De groep laaggeletterde ouderen
Het internationale PIAAC onderzoek (Programme for the International Assessment of Adult Competencies) laat zien dat de groep laaggeletterden zeer divers is. Figuur 1 laat zien dat de grootste groep laaggeletterden zich binnen taalniveau 1 en 2 bevindt (tussen de groene en blauwe lijn). Deze groep heeft een tekort aan basisvaardigheden, maar nog voldoende potentie om zich verder te ontwikkelen en uiteindelijk wel voldoende basisvaardigheden te krijgen. De omvang van deze groep laaggeletterden is circa 10% van de Nederlandse beroepsbevolking.

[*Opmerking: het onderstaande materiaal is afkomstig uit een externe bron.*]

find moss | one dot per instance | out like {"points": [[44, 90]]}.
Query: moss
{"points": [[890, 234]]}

Deze grote groep laaggeletterden heeft verschillende kenmerken die opvallend zijn. Er is geen significant verschil tussen mannen en vrouwen, beide aantallen zijn vrijwel even groot (Buisman et al., 2013). Wel zijn er verschillende leeftijdsgroepen die laaggeletterd zijn. Zowel 25 tot 34-jarigen als 35 tot 44-jarigen als 45 tot 54-jarigen en 55-65-jarigen kunnen laaggeletterd zijn. Ook onder jongvolwassenen zijn er dus laaggeletterden. Wel valt op dat er onder ouderen significant meer laaggeletterden zijn dan onder jongeren, en met name dat het aantal laaggeletterden toeneemt met de leeftijd (14% onder 45-54 jarigen tot 21% onder 55-plussers). Daarnaast geven Buisman et al. (2013) aan dat 22% van de groep die niet binnen de beroepsbevolking valt (naast arbeidsongeschikten ook gepensioneerden) laaggeletterd is. Samenvattend kunnen we constateren dat er dus een grote groep ouderen is die problemen ondervindt met lezen en/of schrijven.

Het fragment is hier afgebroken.